Correlative evidence from clinical studies suggests a possible association between iron deficiency and fibromyalgia. A case–control study by Ortancil and colleagues [8] reported significantly lower mean serum ferritin levels in women with fibromyalgia compared with healthy women (27 ± 21 vs. 44 ± 31 mg/ml; P = 0.003) who were well matched by age, body mass index (BMI), hemoglobin, serum vitamin B12, and folic acid levels. Analysis of the data by binary multiple logistic regression demonstrated that a serum ferritin level < 0.05 µg/ml was linked to a 6.5-fold increased risk of fibromyalgia (P = 0.002), which decreased to 5.9-fold risk (P = 0.011) after exclusion of patients with restless legs syndrome and depression. In an analysis of hair minerals, Kim and colleagues [9] reported significantly lower levels of iron in patients with fibromyalgia compared with healthy age- and BMI-matched controls (P = 0.007). Pamuk and colleagues [10] found an increased prevalence of fibromyalgia in patients with iron-deficiency anemia (P = 0.006) and thalassemia minor (P = 0.025) compared with healthy controls. These studies suggest that iron therapy may have a role in the management of fibromyalgia. The present study supports the assertion that IV iron supplementation demonstrates significant improvements in multiple indices of pain and fatigue often used in measuring symptoms of fibromyalgia.

The primary efficacy endpoint was the proportion of patients with a ≥ 13-point improvement in FIQR score from baseline to day 42. Compared with responder rates specified for the sample size calculation, the rate for ferric carboxymaltose was near the prespecified 60–75%, whereas the placebo rate of 67% was more than twice the prespecified 30%, indicating a high placebo response in the current study. In addition, the cumulative distribution curve of the percent of patients who achieved a designated degree of improvement in FIQR total score provides insight into the discrepancy between tests of the proportions based on a 13-point improvement and the test for mean change from baseline (Fig. 1). The smaller than predicted difference between treatment groups in proportions was consistent across potential improvement criteria, leading to a substantial difference in the means. When this occurred, the power of the test for means was substantially larger than that for proportions. In future studies, it may be more appropriate to define the mean change from baseline in FIQR score as the primary efficacy endpoint and the responder rate as a secondary endpoint.

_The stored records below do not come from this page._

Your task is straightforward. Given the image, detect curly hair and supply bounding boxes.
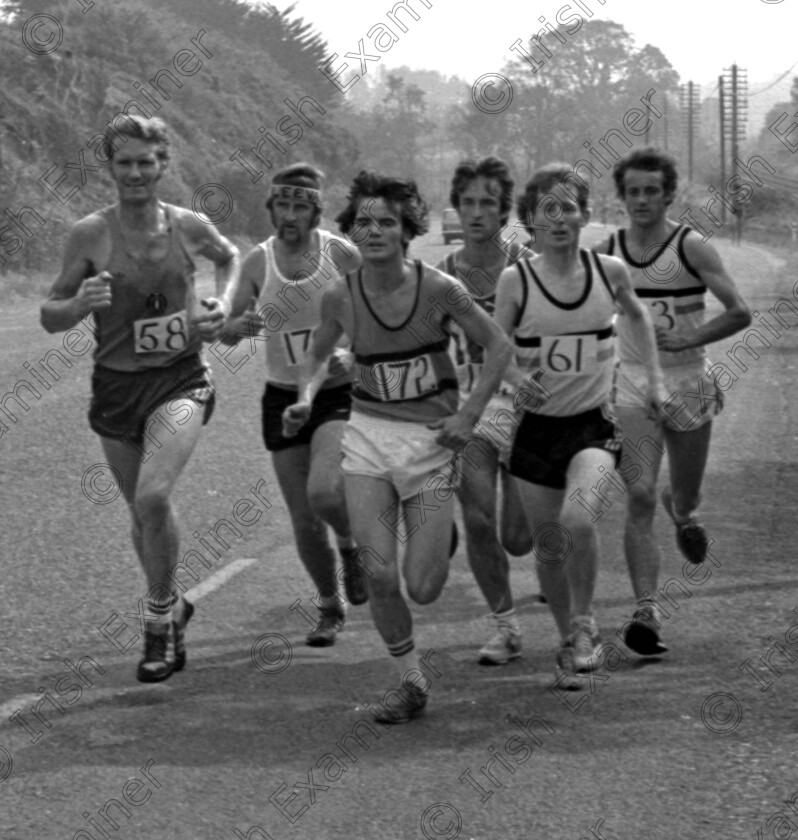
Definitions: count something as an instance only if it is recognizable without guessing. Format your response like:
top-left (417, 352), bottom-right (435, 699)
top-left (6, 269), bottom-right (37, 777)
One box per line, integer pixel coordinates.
top-left (266, 162), bottom-right (324, 227)
top-left (95, 114), bottom-right (169, 163)
top-left (335, 169), bottom-right (429, 239)
top-left (612, 146), bottom-right (679, 203)
top-left (517, 163), bottom-right (590, 233)
top-left (449, 157), bottom-right (515, 224)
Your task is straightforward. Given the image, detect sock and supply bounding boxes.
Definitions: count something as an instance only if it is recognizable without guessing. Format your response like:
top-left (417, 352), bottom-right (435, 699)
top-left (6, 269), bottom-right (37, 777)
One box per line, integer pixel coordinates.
top-left (318, 593), bottom-right (344, 613)
top-left (571, 613), bottom-right (598, 636)
top-left (388, 636), bottom-right (426, 691)
top-left (147, 593), bottom-right (177, 632)
top-left (493, 607), bottom-right (521, 636)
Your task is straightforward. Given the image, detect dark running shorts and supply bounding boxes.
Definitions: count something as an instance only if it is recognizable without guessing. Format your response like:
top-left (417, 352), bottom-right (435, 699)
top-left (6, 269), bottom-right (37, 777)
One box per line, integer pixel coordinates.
top-left (261, 382), bottom-right (352, 452)
top-left (507, 407), bottom-right (621, 490)
top-left (89, 356), bottom-right (216, 445)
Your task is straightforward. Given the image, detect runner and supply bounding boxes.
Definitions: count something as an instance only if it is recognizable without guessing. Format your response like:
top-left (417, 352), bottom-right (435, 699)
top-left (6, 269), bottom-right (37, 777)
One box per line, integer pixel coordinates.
top-left (41, 116), bottom-right (238, 682)
top-left (437, 157), bottom-right (532, 665)
top-left (495, 164), bottom-right (661, 688)
top-left (599, 148), bottom-right (751, 656)
top-left (223, 163), bottom-right (368, 647)
top-left (285, 172), bottom-right (510, 723)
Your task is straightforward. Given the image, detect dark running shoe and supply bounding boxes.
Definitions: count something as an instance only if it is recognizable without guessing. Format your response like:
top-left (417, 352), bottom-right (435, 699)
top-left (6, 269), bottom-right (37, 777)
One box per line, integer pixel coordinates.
top-left (662, 487), bottom-right (709, 564)
top-left (374, 686), bottom-right (427, 724)
top-left (305, 608), bottom-right (345, 647)
top-left (338, 548), bottom-right (369, 607)
top-left (623, 604), bottom-right (668, 656)
top-left (449, 520), bottom-right (460, 560)
top-left (136, 624), bottom-right (175, 682)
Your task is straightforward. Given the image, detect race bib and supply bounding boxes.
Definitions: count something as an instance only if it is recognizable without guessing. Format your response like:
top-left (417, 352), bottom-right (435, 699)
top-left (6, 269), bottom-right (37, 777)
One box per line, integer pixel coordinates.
top-left (540, 335), bottom-right (598, 376)
top-left (362, 353), bottom-right (438, 402)
top-left (133, 309), bottom-right (188, 354)
top-left (646, 298), bottom-right (676, 330)
top-left (279, 329), bottom-right (313, 367)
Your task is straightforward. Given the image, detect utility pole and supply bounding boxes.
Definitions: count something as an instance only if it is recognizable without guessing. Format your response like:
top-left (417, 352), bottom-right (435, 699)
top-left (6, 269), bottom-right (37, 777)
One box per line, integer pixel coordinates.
top-left (681, 81), bottom-right (701, 183)
top-left (718, 76), bottom-right (726, 225)
top-left (723, 64), bottom-right (748, 243)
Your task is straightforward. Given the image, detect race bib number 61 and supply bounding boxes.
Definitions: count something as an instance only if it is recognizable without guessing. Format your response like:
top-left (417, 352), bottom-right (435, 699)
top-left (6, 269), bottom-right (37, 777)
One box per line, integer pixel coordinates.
top-left (540, 334), bottom-right (596, 374)
top-left (133, 309), bottom-right (188, 353)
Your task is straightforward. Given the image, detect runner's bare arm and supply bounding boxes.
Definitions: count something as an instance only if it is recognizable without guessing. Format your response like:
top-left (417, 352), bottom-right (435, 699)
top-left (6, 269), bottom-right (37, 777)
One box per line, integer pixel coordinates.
top-left (657, 233), bottom-right (751, 352)
top-left (180, 209), bottom-right (241, 313)
top-left (429, 277), bottom-right (512, 448)
top-left (493, 266), bottom-right (535, 388)
top-left (593, 236), bottom-right (610, 254)
top-left (599, 256), bottom-right (667, 419)
top-left (41, 217), bottom-right (111, 333)
top-left (220, 248), bottom-right (266, 344)
top-left (283, 283), bottom-right (348, 437)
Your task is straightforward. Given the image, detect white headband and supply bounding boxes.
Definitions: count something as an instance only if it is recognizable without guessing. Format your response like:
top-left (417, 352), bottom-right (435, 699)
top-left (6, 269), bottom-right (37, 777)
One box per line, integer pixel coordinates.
top-left (272, 184), bottom-right (321, 207)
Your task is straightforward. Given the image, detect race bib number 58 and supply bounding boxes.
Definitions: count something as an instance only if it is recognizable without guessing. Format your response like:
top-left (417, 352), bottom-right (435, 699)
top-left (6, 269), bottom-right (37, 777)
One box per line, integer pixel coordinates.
top-left (133, 309), bottom-right (188, 353)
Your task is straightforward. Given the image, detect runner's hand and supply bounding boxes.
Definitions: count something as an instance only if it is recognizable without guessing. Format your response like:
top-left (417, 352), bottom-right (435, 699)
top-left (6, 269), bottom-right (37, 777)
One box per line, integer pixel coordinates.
top-left (191, 298), bottom-right (227, 344)
top-left (222, 298), bottom-right (266, 344)
top-left (427, 413), bottom-right (474, 451)
top-left (76, 271), bottom-right (113, 315)
top-left (283, 403), bottom-right (311, 437)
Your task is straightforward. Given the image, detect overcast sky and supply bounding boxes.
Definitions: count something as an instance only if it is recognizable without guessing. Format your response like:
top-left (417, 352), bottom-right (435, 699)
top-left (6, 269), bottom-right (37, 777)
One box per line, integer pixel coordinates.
top-left (260, 0), bottom-right (798, 90)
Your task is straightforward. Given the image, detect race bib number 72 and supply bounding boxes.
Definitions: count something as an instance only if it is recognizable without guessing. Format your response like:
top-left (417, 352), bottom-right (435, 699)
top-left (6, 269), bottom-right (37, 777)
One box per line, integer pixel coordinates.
top-left (133, 309), bottom-right (188, 353)
top-left (363, 353), bottom-right (438, 402)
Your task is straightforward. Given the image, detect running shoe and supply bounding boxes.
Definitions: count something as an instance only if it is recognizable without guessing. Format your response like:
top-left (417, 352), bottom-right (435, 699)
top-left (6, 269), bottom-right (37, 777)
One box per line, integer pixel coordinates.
top-left (338, 548), bottom-right (369, 607)
top-left (449, 520), bottom-right (460, 560)
top-left (305, 608), bottom-right (345, 647)
top-left (136, 624), bottom-right (175, 682)
top-left (554, 639), bottom-right (581, 691)
top-left (374, 686), bottom-right (427, 724)
top-left (623, 604), bottom-right (668, 656)
top-left (571, 620), bottom-right (601, 673)
top-left (662, 487), bottom-right (709, 564)
top-left (478, 627), bottom-right (521, 665)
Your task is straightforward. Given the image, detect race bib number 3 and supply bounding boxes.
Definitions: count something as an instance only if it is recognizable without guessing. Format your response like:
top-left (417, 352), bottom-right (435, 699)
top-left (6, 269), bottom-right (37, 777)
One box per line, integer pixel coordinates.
top-left (133, 309), bottom-right (188, 354)
top-left (540, 335), bottom-right (597, 375)
top-left (363, 354), bottom-right (438, 402)
top-left (648, 298), bottom-right (676, 330)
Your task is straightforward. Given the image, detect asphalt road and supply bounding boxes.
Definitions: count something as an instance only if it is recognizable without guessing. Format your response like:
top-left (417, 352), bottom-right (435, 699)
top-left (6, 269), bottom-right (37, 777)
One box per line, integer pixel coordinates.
top-left (0, 227), bottom-right (798, 840)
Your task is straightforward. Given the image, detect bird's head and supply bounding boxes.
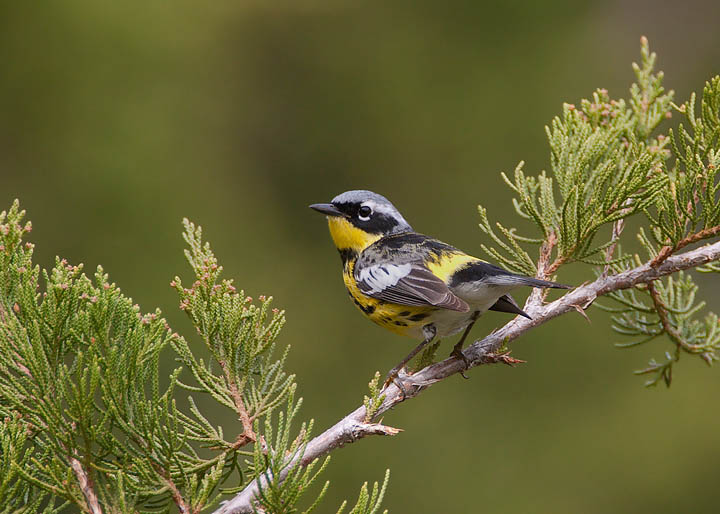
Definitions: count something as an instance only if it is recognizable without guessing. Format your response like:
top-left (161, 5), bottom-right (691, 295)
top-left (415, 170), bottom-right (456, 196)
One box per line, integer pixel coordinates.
top-left (310, 190), bottom-right (412, 254)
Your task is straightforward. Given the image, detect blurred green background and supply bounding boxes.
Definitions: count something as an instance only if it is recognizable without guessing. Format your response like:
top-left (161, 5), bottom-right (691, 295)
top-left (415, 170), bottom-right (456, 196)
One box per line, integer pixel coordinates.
top-left (0, 0), bottom-right (720, 513)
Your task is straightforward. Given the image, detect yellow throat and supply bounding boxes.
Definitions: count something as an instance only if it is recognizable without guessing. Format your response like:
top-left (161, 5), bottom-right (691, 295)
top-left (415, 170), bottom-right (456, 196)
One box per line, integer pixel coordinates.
top-left (328, 216), bottom-right (382, 253)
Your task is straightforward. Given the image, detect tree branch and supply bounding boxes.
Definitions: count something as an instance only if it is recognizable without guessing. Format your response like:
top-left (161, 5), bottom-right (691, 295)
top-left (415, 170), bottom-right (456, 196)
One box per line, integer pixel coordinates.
top-left (70, 457), bottom-right (102, 514)
top-left (215, 242), bottom-right (720, 514)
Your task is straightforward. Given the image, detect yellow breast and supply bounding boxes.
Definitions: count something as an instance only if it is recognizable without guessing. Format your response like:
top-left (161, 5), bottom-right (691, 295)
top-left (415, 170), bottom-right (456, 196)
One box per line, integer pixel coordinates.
top-left (328, 216), bottom-right (382, 253)
top-left (343, 259), bottom-right (437, 338)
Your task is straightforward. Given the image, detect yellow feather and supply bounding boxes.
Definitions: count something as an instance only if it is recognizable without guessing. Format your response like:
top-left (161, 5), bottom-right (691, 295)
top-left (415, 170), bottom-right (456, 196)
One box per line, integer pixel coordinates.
top-left (328, 216), bottom-right (382, 252)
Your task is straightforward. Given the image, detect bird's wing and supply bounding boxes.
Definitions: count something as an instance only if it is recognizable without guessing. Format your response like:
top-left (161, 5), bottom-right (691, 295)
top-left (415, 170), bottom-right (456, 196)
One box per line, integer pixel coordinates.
top-left (355, 262), bottom-right (470, 312)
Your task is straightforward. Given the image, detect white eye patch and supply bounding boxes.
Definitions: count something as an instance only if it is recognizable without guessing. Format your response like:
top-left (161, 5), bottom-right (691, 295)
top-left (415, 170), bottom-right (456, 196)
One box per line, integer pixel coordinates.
top-left (358, 202), bottom-right (374, 221)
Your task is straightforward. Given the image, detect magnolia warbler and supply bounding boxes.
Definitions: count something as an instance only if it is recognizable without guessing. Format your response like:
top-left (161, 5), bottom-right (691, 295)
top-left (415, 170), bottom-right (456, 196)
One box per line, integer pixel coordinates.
top-left (310, 190), bottom-right (569, 385)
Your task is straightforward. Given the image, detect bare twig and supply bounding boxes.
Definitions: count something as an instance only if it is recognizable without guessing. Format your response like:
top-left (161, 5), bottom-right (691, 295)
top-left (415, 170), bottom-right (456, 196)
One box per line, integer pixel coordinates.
top-left (650, 225), bottom-right (720, 267)
top-left (165, 477), bottom-right (197, 514)
top-left (70, 457), bottom-right (102, 514)
top-left (215, 242), bottom-right (720, 514)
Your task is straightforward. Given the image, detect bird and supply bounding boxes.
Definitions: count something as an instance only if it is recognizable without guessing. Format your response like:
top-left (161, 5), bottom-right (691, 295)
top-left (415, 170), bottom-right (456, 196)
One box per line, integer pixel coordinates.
top-left (310, 190), bottom-right (570, 390)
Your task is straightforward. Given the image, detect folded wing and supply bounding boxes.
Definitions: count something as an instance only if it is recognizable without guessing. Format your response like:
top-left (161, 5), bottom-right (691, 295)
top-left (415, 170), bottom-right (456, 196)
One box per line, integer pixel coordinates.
top-left (355, 263), bottom-right (470, 312)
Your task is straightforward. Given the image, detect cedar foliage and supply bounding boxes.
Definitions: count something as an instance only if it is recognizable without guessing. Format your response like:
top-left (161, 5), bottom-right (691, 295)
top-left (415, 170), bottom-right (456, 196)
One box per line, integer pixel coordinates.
top-left (0, 39), bottom-right (720, 514)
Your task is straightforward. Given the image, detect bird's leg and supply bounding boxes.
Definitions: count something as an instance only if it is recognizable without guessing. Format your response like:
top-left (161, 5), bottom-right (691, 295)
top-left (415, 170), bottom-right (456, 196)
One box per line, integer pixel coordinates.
top-left (383, 324), bottom-right (437, 400)
top-left (450, 311), bottom-right (480, 379)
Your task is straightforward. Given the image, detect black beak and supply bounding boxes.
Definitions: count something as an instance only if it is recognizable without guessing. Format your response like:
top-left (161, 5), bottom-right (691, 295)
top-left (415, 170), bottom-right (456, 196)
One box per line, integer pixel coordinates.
top-left (310, 203), bottom-right (345, 216)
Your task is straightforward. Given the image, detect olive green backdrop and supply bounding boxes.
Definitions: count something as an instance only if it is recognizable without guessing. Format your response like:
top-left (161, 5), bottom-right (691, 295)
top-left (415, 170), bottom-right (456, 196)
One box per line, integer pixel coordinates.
top-left (0, 0), bottom-right (720, 513)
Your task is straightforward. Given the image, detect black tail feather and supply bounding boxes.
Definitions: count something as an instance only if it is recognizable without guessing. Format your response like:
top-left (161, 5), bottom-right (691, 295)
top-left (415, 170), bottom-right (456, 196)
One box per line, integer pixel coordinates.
top-left (490, 294), bottom-right (532, 319)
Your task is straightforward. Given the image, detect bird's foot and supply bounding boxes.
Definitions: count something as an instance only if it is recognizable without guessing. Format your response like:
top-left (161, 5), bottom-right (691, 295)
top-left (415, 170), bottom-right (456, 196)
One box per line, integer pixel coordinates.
top-left (383, 366), bottom-right (407, 402)
top-left (450, 342), bottom-right (470, 380)
top-left (485, 350), bottom-right (527, 368)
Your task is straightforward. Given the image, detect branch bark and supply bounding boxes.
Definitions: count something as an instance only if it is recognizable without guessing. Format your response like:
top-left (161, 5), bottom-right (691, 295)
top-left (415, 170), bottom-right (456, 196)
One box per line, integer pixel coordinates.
top-left (215, 238), bottom-right (720, 514)
top-left (70, 457), bottom-right (102, 514)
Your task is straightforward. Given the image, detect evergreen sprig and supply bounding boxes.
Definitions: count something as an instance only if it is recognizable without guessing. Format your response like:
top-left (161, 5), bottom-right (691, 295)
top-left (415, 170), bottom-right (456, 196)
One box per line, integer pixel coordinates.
top-left (480, 38), bottom-right (720, 385)
top-left (0, 201), bottom-right (388, 514)
top-left (479, 39), bottom-right (673, 275)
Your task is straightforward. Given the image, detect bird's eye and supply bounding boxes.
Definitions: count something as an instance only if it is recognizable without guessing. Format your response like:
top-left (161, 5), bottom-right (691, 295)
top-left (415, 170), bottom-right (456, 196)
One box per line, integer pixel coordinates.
top-left (358, 205), bottom-right (372, 221)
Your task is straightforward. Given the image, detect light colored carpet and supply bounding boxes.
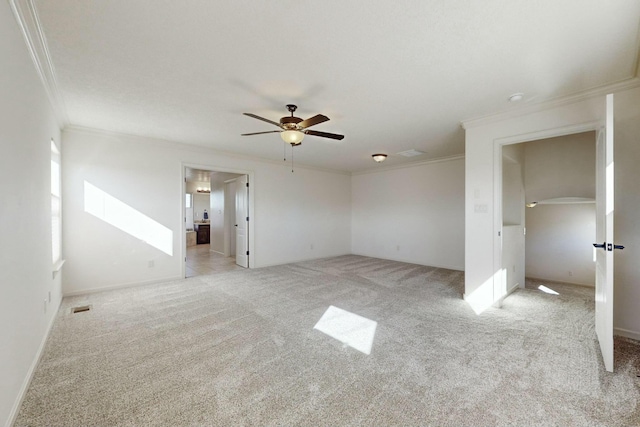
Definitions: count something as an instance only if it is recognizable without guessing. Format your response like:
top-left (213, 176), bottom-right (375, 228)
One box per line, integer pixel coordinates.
top-left (16, 256), bottom-right (640, 426)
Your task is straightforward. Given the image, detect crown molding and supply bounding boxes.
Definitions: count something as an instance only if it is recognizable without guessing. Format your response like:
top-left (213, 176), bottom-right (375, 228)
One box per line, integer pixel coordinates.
top-left (351, 154), bottom-right (464, 176)
top-left (62, 125), bottom-right (351, 176)
top-left (460, 77), bottom-right (640, 130)
top-left (9, 0), bottom-right (69, 128)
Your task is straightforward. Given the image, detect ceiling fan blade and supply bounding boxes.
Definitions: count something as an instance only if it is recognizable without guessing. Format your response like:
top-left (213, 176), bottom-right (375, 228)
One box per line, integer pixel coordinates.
top-left (242, 113), bottom-right (280, 127)
top-left (298, 114), bottom-right (329, 129)
top-left (304, 130), bottom-right (344, 140)
top-left (240, 130), bottom-right (281, 136)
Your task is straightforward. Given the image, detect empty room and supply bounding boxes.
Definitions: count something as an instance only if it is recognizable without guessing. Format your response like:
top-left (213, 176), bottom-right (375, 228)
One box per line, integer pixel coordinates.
top-left (0, 0), bottom-right (640, 426)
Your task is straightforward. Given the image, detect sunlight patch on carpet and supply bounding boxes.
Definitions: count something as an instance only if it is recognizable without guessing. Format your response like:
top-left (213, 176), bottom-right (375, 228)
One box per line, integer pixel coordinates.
top-left (313, 305), bottom-right (378, 355)
top-left (538, 285), bottom-right (560, 295)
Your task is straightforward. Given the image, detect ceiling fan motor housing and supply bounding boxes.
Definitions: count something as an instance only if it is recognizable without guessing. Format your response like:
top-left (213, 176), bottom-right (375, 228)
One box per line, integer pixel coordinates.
top-left (280, 116), bottom-right (302, 130)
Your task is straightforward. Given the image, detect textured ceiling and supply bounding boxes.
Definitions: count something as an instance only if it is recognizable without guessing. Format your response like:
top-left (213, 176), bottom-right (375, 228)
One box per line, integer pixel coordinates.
top-left (34, 0), bottom-right (640, 171)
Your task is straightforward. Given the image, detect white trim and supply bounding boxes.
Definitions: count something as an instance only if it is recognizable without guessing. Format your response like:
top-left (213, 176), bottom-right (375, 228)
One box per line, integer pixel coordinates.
top-left (494, 121), bottom-right (604, 145)
top-left (613, 328), bottom-right (640, 341)
top-left (9, 0), bottom-right (69, 128)
top-left (7, 298), bottom-right (62, 426)
top-left (351, 154), bottom-right (464, 176)
top-left (460, 77), bottom-right (640, 129)
top-left (348, 252), bottom-right (464, 271)
top-left (62, 276), bottom-right (186, 297)
top-left (51, 259), bottom-right (67, 278)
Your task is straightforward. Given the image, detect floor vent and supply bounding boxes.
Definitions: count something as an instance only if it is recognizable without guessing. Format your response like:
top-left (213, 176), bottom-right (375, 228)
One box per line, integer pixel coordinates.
top-left (71, 305), bottom-right (91, 314)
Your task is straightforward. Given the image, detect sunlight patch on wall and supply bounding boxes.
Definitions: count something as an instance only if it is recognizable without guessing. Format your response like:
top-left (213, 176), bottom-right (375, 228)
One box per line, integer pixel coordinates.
top-left (313, 306), bottom-right (378, 355)
top-left (464, 269), bottom-right (504, 315)
top-left (84, 181), bottom-right (173, 256)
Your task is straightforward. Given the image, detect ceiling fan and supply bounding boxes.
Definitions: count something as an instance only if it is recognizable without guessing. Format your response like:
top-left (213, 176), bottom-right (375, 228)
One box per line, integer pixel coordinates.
top-left (241, 104), bottom-right (344, 147)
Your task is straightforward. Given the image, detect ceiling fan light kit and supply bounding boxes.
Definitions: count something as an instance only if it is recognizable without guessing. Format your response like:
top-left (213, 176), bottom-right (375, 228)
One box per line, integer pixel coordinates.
top-left (280, 130), bottom-right (304, 145)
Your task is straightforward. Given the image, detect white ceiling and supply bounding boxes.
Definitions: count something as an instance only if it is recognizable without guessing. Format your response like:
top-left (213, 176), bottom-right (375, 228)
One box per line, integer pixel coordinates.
top-left (28, 0), bottom-right (640, 171)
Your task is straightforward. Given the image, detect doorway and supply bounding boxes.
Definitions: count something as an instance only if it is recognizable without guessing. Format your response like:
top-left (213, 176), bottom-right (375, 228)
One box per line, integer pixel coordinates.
top-left (183, 165), bottom-right (250, 277)
top-left (502, 131), bottom-right (596, 310)
top-left (502, 131), bottom-right (596, 293)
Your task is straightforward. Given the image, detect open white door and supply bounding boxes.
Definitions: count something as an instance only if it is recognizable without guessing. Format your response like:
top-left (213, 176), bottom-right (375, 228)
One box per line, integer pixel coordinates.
top-left (593, 94), bottom-right (614, 372)
top-left (236, 175), bottom-right (249, 268)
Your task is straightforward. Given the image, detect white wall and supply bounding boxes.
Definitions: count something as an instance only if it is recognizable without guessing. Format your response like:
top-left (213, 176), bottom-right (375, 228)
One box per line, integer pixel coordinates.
top-left (465, 88), bottom-right (640, 338)
top-left (519, 132), bottom-right (596, 286)
top-left (523, 132), bottom-right (596, 202)
top-left (193, 192), bottom-right (211, 222)
top-left (63, 129), bottom-right (351, 293)
top-left (526, 205), bottom-right (596, 286)
top-left (351, 159), bottom-right (464, 270)
top-left (613, 88), bottom-right (640, 340)
top-left (0, 2), bottom-right (64, 425)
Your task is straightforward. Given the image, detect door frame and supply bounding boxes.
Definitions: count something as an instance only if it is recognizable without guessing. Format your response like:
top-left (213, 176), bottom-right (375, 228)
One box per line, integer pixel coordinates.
top-left (493, 120), bottom-right (604, 307)
top-left (224, 178), bottom-right (238, 257)
top-left (178, 162), bottom-right (257, 277)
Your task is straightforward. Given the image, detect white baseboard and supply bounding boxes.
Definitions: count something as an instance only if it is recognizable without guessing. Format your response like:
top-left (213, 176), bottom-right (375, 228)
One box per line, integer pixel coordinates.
top-left (613, 328), bottom-right (640, 341)
top-left (62, 276), bottom-right (184, 297)
top-left (7, 298), bottom-right (62, 426)
top-left (347, 252), bottom-right (464, 271)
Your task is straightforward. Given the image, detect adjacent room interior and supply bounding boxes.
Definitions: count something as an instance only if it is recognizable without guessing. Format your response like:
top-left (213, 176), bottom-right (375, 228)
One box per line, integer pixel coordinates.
top-left (184, 167), bottom-right (249, 277)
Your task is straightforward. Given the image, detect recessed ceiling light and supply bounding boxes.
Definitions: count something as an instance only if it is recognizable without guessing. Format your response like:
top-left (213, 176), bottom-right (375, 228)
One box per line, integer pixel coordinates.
top-left (509, 92), bottom-right (524, 102)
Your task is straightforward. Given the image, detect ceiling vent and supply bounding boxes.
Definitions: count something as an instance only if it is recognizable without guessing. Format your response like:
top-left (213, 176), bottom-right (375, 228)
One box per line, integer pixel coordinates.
top-left (396, 148), bottom-right (424, 157)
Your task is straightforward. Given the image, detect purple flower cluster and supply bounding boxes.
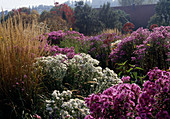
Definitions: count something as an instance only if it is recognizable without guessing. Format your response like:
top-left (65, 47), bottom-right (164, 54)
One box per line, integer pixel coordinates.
top-left (136, 67), bottom-right (170, 119)
top-left (85, 67), bottom-right (170, 119)
top-left (47, 30), bottom-right (66, 45)
top-left (109, 28), bottom-right (150, 63)
top-left (48, 30), bottom-right (85, 45)
top-left (85, 84), bottom-right (141, 119)
top-left (121, 76), bottom-right (130, 83)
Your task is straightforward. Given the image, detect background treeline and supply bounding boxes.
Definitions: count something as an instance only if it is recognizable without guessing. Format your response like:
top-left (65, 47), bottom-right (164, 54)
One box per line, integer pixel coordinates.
top-left (1, 0), bottom-right (170, 35)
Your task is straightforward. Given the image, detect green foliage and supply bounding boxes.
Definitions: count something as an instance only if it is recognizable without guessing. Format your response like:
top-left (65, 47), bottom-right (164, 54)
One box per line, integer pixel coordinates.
top-left (75, 4), bottom-right (104, 35)
top-left (99, 3), bottom-right (129, 31)
top-left (148, 0), bottom-right (170, 27)
top-left (75, 3), bottom-right (129, 35)
top-left (116, 60), bottom-right (146, 86)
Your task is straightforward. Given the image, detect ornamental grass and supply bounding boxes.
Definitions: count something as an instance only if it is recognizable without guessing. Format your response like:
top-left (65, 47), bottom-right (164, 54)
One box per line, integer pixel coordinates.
top-left (0, 17), bottom-right (46, 118)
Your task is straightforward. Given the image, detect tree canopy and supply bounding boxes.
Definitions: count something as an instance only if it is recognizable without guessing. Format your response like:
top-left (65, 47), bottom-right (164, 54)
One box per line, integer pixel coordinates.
top-left (148, 0), bottom-right (170, 27)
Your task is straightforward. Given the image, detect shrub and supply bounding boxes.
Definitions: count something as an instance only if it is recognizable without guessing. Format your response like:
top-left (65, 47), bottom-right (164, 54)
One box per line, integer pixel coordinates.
top-left (85, 67), bottom-right (170, 119)
top-left (34, 53), bottom-right (121, 96)
top-left (109, 26), bottom-right (169, 73)
top-left (88, 33), bottom-right (121, 68)
top-left (45, 90), bottom-right (89, 119)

A key limitation of the study was that the primary efficacy parameter was not met. However, greater improvements were observed for other symptoms of fibromyalgia along with indices of iron deficiency.

Conclusions

In conclusion, treatment with ferric carboxymaltose appears to have improved symptoms of fibromyalgia, as measured by FIQR total scores, BPI total score (Pain Severity plus Pain Interference score), and Fatigue VNS scores, as well as laboratory iron indices, in patients with fibromyalgia who had demonstrable depletion of total-body iron stores as evidenced by low ferritin and low transferrin saturation. Ferric carboxymaltose was well tolerated and safe in the current study and may warrant further study as a treatment for fibromyalgia.